For a ≥ 2 every occurrence has n ≤ a (away from the 1-valued ends, C(n,k) ≥ n, the row minimum — Basic.self_le_choose), so all occurrences live in the finite box {0,…,a}² and

singmasterCount a = #{ (n,k) ∈ {0,…,a}² : k ≤ n ∧ C(n,k) = a }

is an honest, computable Finset cardinality equal to N(a) (Basic.le_of_choose_eq justifies completeness). Small cases are therefore decidable by the kernel (decide, no native_decide). For a ≤ 1 the box undercounts (1 occurs infinitely often), which is why the conjecture is stated for a ≥ 2.

Formalized territory

Module Contents sorry
Defs occurrences, singmasterCount = N(a), mem_occurrences, headline SingmasterConjecture 0
Basic row-minimum n ≤ C(n,k) for 0<k<n (self_le_choose); box completeness n ≤ a (le_of_choose_eq); N(a) ≥ 2 for a ≥ 3 (a = C(a,1) = C(a,a-1)) 0
SmallCases N(2)=1, N(6)=3, N(10)=4 by decide (sanity check on the counter) 0
Family infinite family appearing ≥ 4 times: N(C(n,2)) ≥ 4 for all n ≥ 5 (four_le_singmasterCount_choose_two); hence any Singmaster constant is ≥ 4 (four_le_of_singmasterConjecture) 0
Records N(3003) ≥ 83003 = C(3003,1) = C(78,2) = C(15,5) = C(14,6) (and symmetric partners), the largest known multiplicity; hence 8 ≤ C (eight_le_of_singmasterConjecture) 0
Conjecture the headline theorem — one intentional sorry 1

Every result outside Conjecture is sorry-free and axiom-clean (only propext, Classical.choice, Quot.sound; no native_decide). Verify with lake env lean scripts/axioms.lean.

Proved vs. open

Proved in full generality: the row-minimum bound and completeness (so the counter is faithful); N(a) ≥ 2 for a ≥ 3; the infinite ≥ 4 family; and N(3003) ≥ 8. Together these pin any Singmaster constant from below to C ≥ 8 — matching the conjectured value (the experimental maximum is 8). The uniform upper bound — even some constant — is the open problem and the single sorry.

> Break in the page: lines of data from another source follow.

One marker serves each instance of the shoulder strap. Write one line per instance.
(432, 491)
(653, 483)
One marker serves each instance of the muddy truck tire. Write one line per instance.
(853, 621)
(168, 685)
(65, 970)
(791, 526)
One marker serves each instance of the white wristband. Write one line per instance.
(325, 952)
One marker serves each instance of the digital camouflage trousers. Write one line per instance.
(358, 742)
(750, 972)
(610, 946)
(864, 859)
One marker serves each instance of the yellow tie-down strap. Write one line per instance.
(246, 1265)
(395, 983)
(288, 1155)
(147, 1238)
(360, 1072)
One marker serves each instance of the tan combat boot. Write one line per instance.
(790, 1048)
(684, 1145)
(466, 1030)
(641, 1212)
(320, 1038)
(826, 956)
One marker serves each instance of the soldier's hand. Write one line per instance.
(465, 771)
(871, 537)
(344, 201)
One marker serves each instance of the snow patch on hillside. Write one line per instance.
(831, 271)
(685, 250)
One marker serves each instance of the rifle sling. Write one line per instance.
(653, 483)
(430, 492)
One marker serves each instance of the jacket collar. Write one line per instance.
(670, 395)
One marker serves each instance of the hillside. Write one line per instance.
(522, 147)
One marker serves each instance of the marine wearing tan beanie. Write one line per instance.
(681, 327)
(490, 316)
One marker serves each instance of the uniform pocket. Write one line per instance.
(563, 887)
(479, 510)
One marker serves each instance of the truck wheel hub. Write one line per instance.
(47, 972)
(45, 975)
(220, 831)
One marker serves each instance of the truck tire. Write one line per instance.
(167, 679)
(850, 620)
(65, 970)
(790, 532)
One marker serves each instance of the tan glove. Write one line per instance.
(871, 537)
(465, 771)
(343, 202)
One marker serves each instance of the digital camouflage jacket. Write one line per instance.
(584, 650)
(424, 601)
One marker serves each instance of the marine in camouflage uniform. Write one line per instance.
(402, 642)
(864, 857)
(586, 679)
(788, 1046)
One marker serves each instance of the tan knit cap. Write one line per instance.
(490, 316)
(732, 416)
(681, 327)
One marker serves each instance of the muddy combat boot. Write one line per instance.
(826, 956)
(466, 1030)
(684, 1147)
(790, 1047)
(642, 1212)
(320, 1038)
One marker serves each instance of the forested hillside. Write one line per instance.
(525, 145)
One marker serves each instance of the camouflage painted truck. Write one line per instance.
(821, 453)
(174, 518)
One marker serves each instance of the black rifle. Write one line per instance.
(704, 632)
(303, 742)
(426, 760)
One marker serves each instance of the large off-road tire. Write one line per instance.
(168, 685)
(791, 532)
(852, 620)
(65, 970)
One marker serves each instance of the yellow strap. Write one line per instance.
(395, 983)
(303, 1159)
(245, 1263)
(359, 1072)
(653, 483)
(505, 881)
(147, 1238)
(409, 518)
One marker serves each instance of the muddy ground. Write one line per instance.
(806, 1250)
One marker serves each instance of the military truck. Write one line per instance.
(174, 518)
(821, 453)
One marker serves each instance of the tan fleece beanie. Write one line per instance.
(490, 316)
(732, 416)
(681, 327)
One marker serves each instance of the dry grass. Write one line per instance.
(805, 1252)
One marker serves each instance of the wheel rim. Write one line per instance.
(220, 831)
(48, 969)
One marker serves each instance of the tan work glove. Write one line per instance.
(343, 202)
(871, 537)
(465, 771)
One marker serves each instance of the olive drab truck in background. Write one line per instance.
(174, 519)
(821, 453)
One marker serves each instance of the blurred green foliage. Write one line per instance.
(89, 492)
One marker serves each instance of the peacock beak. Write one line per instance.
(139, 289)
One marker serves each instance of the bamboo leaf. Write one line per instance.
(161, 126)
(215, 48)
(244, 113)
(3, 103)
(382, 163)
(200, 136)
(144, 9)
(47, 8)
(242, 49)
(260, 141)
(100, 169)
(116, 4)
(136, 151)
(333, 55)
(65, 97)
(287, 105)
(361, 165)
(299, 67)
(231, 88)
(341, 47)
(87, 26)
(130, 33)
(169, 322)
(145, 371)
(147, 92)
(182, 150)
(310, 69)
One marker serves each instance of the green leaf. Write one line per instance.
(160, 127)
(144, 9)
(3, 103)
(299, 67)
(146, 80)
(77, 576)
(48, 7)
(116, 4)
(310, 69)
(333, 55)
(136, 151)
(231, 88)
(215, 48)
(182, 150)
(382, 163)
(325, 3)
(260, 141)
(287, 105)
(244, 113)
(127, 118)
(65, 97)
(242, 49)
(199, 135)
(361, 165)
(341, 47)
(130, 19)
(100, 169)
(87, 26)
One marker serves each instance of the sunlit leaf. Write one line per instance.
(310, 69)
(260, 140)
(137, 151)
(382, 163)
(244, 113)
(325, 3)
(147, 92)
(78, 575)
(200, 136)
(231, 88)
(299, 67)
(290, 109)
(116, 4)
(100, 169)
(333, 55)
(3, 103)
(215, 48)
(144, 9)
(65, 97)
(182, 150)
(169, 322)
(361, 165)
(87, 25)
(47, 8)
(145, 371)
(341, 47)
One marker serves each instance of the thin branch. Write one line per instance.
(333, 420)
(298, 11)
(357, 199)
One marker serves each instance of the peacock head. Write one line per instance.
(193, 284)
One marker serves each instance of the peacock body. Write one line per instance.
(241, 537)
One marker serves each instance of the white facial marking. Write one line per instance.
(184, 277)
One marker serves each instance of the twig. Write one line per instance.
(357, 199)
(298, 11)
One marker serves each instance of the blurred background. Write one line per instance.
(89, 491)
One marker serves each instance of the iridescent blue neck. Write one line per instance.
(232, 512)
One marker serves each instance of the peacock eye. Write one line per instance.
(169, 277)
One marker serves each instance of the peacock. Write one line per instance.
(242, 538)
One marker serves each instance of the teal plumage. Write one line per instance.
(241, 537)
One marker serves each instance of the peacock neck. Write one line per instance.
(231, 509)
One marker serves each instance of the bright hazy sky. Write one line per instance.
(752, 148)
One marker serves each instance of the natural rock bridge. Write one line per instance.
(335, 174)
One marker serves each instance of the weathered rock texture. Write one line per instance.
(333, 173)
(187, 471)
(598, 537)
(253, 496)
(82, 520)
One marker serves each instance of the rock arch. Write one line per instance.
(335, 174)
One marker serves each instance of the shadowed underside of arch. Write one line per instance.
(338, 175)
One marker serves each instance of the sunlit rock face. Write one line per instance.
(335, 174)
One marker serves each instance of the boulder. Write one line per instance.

Computational exploration (research/)

research/explore.py (results in research/exploration.md) computes N(a) exactly for all a ∈ [2, 10⁶]:

  • maximum multiplicity is 8, attained uniquely by 3003;
  • distribution: 998 266 values appear twice, 1 715 appear 4×, 10 appear 3×, six appear 6× (120, 210, 1540, 7140, 11628, 24310), one appears 8× (3003);
  • no a ≤ 10⁶ appears 5 or 7 times — interior occurrences come in mirror pairs, so odd multiplicities > 3 require rare central coincidences;
  • every C(n,2) (n ≥ 5) reaches N ≥ 4, matching the proved family.

Building

lake update && lake build         # fetches Mathlib v4.28.0 (cache) and builds
lake env lean scripts/axioms.lean # audit: only core axioms (+ the one headline sorry)
python3 research/explore.py       # reproduce the exploration

Pinned to leanprover/lean4:v4.28.0 and Mathlib v4.28.0.

References

Singmaster, D. “How often does an integer occur as a binomial coefficient?” Amer. Math. Monthly 78 (1971), 385–386. Abbott, Erdős, Hanson (1974); Kane (2007) for the sharpest known upper bounds. Full citations in the repository references.md.

Status

Formalization of known territory (faithful computable multiplicity, the trivial ≥ 2 bound, and a proved infinite ≥ 4 family bounding the constant below) plus the open headline conjecture as a single intentional sorry.